18 Jan 2017

Southern California public radio station KPCC warns that taxpayers in “sanctuary cities” stand to pay the price if those cities refuse to comply with enforcement of federal immigration laws under the Trump administration, and instead continue harboring illegal aliens against deportation.

Sanctuary city policies can vary from city to city that choose to institute them. For example, San Francisco governmental policies restrict authorities from complying with U.S. Immigration and Customs Enforcement (ICE) detainers for illegal aliens in law enforcement custody, in most circumstances.

President-elect Donald J. Trump has suggested that he may withhold federal funding from cities that refuse to comply with federal immigration laws.

Just last week, La Puente, California passed a symbolic sanctuary city resolution. The city, which sits within Los Angeles County, contracts with the county Sheriff’s Department for law enforcement services, according to KPCC. The Sheriff’s department already practices sanctuary policies, including not detaining anyone on suspicion of illegal alien status. La Puente City Manager David Carmany said the community loses the $2.3 million in federal funds it was expecting to receive this year. KPCC reported that the city’s general fund is just $12 million which the federal funds would contribute to if received.

“Whether it’s a penny, a dollar or a million dollars, the point is that that’s our money coming back from Washington,” Redlands Tea Party spokesman John Berry told KPCC before blaming sanctuary cities’ “choice to engage to protect illegal residents” for the possible reduction in funds.

The pro-immigration enforcement Center for Immigration Studies published a December 2016 map of sanctuary cities, counties and states across the United States.

In July 2015, young Kate Steinle became yet another victim of illegal alien crime when five-times deported, seven-time convicted felon illegal alien Juan Francisco Lopez-Sanchez shot and killed Steinle at a San Francisco pier. The foreign national had been in custody shortly before he murdered Steinle, but despite a detainer request from U.S. Immigration Customs and Enforcement (ICE), he was transferred to San Francisco on a 20-year-old bench warrant for a minor drug infraction that the Sheriff later said is one the city almost never prosecutes. The San Francisco Sheriff’s Department specifically asked for the transfer of the offender, and after Sanchez was released from custody on April 15, Steinle was shot on July 1, not three months after her killer’s release and right before of her father’s eyes.

Steinle’s killer later said that he chose to relocate to San Francisco precisely because of its sanctuary city policies.

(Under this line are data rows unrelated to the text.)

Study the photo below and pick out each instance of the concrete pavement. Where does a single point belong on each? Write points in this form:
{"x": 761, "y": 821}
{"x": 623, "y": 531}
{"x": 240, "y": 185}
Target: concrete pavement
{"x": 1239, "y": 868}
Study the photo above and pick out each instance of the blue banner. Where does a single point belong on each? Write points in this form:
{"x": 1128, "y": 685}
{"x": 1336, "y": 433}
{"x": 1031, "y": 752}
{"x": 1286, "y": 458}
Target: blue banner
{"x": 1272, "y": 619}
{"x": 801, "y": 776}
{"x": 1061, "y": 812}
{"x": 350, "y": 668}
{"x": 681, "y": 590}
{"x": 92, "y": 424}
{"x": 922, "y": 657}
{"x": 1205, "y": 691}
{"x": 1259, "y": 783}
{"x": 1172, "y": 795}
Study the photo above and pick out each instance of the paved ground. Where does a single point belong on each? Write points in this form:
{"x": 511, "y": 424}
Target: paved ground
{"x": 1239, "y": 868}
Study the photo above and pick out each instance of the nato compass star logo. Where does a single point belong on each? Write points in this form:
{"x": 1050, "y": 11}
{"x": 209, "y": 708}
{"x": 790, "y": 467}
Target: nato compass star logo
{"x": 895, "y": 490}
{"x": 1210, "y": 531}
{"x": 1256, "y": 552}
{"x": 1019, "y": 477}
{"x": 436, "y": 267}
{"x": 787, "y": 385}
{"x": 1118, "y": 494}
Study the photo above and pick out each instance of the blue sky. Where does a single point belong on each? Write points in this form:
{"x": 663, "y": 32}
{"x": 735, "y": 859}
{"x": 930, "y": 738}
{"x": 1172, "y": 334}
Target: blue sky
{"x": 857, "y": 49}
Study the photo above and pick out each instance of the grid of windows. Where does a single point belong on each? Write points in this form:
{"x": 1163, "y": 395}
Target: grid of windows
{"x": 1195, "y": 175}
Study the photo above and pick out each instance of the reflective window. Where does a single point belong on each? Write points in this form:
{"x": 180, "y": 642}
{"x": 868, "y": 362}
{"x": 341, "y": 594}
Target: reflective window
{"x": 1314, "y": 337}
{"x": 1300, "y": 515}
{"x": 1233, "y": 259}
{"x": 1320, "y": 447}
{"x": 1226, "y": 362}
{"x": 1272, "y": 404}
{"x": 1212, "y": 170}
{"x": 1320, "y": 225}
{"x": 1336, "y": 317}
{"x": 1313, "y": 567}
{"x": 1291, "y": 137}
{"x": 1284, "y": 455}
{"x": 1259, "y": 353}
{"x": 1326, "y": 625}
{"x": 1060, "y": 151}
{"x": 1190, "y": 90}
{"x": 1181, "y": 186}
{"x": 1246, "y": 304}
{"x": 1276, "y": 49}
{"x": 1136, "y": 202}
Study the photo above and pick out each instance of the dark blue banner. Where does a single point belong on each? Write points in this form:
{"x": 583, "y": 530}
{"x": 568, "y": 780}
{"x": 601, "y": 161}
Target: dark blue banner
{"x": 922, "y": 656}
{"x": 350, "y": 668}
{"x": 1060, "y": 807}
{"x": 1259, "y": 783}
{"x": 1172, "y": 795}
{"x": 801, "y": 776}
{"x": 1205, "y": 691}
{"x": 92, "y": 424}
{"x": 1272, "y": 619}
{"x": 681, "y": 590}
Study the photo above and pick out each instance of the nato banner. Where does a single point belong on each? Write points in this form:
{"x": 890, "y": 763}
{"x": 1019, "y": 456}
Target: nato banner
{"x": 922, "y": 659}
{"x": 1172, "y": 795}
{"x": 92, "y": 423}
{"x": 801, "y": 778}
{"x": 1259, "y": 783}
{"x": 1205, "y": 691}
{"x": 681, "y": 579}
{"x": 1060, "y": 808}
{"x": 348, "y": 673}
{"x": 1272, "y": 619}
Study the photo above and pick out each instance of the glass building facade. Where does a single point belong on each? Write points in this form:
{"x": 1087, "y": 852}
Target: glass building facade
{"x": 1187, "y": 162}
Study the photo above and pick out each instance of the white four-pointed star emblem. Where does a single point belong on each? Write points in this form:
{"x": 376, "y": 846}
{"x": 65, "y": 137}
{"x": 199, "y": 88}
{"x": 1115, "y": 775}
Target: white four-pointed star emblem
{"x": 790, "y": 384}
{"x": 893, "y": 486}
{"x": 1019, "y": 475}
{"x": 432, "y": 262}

In July 2015, during President-elect Donald Trump’s campaign, he met with a few of the many families who have lost loved ones at the hands of illegal aliens. As Breitbart News senior editor-at-large Joel B. Pollak has written, it was a turning point in the campaign.

Should sanctuary cities choose to wage legal battles against the federal government to receive funds despite their non-enforcement policies, their residents may face further financial burdens.